Maugham also wrote funny stories. "Jane" (1923) is about a quiet widow who becomes a wild socialite. "The Creative Impulse" (1926) tells of a bossy writer whose mild husband leaves her for their cook. "The Three Fat Women of Antibes" (1933) is about three friends who play competitive bridge while trying to lose weight.
Adaptations of His Works
Maugham's works have been made into many films, radio shows, and television plays. One newspaper commented in 1964 that British TV and radio would struggle without Maugham's stories. His novels like Of Human Bondage, The Moon and Sixpence, The Painted Veil, and The Razor's Edge were all made into movies.

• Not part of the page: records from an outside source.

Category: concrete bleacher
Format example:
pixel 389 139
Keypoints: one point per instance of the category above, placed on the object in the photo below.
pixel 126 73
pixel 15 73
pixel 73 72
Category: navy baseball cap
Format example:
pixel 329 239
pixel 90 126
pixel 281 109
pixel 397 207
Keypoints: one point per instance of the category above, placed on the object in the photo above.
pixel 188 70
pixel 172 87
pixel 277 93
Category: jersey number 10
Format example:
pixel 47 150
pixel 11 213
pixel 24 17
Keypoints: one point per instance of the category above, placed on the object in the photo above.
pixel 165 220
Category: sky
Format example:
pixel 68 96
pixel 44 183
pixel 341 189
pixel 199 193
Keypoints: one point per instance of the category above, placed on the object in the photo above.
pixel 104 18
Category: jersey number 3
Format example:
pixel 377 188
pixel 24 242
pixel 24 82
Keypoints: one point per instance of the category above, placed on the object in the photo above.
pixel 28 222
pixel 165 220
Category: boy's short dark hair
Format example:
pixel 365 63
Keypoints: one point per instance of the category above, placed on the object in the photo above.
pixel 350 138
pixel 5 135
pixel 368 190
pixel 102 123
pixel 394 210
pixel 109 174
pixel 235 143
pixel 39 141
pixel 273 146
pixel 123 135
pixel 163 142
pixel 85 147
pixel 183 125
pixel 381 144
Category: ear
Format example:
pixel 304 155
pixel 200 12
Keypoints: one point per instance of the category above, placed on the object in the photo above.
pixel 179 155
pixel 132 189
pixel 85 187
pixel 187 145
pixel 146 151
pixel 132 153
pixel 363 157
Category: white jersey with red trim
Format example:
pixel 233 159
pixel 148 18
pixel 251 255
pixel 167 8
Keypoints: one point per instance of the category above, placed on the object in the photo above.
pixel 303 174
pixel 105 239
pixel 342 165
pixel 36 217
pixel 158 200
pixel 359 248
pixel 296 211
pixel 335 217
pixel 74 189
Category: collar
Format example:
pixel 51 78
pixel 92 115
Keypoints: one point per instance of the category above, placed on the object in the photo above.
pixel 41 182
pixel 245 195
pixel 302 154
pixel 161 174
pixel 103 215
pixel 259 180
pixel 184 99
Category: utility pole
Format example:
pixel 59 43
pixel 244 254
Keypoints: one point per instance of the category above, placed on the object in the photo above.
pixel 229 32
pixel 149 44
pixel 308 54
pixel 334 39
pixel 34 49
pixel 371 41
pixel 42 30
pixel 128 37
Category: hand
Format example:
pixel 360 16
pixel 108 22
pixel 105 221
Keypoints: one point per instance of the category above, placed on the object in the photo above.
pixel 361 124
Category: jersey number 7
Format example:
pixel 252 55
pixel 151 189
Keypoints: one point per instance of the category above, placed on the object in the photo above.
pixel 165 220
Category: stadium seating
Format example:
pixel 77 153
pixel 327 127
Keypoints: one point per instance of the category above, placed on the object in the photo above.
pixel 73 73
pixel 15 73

One study noted that Maugham's works had been made into forty films and hundreds of radio and TV plays. This means his work has been adapted more than almost any other serious writer. His ability to tell a fascinating story and his dramatic skills appealed to filmmakers and radio producers. However, sometimes adapters changed his stories to be less daring and more "moralistic."
Radio and television adaptations have generally been more faithful to Maugham's original stories. The BBC (British Broadcasting Corporation) has a long history of adapting his plays, novels, and short stories for radio.
Awards and Reputation
Honors and Recognition
Maugham received several important honors. He was made a Companion of Honour in 1954, on the advice of Prime Minister Winston Churchill. Six years later, he was one of the first five writers to be made a Companion of Literature. He was also a Commandeur of the Legion of Honour (a French award) and received honorary doctorates from the universities of Oxford and Toulouse.
On his eightieth birthday, the Garrick Club held a special dinner in his honor. Only a few other famous writers like Dickens had been honored in this way. He was also a member of the Royal Society of Literature and the American Academy of Arts and Letters.
His Place in Literature
Some critics say that Maugham's standing in literature has remained low, even though he influenced many well-known writers. He sold more books and lived longer than writers like James Joyce and Virginia Woolf. However, he wasn't known for new writing styles or complex themes like they were. Still, Maugham is recognized as an influence on writers such as Noël Coward, Graham Greene, and George Orwell. His spy character, Ashenden, influenced later spy fiction writers like Ian Fleming (who created James Bond) and John le Carré.
Maugham himself was modest about his writing. He said he had "no illusions about my literary position." He felt that critics didn't take him seriously, but he didn't resent it. Critics often said his writing lacked deep emotion.
However, some important critics did praise him, especially for his short stories. They noted his clear and precise writing style. While some felt his writing was too "polished" and lacked sudden moments of great passion, Maugham believed he wrote about what he saw. He said that while he could see more than most people, "the greatest writers can see through a brick wall – my vision is not so penetrating."
On his eightieth birthday, The New York Times commented that Maugham had outlived many of his famous contemporaries. They said he was now seen as being as excellent as them, even though his popularity had caused critics to underestimate his work. They called Of Human Bondage a masterpiece and believed some of his short stories would "prove immortal." Many people today still consider Of Human Bondage to be his best work and a classic English novel.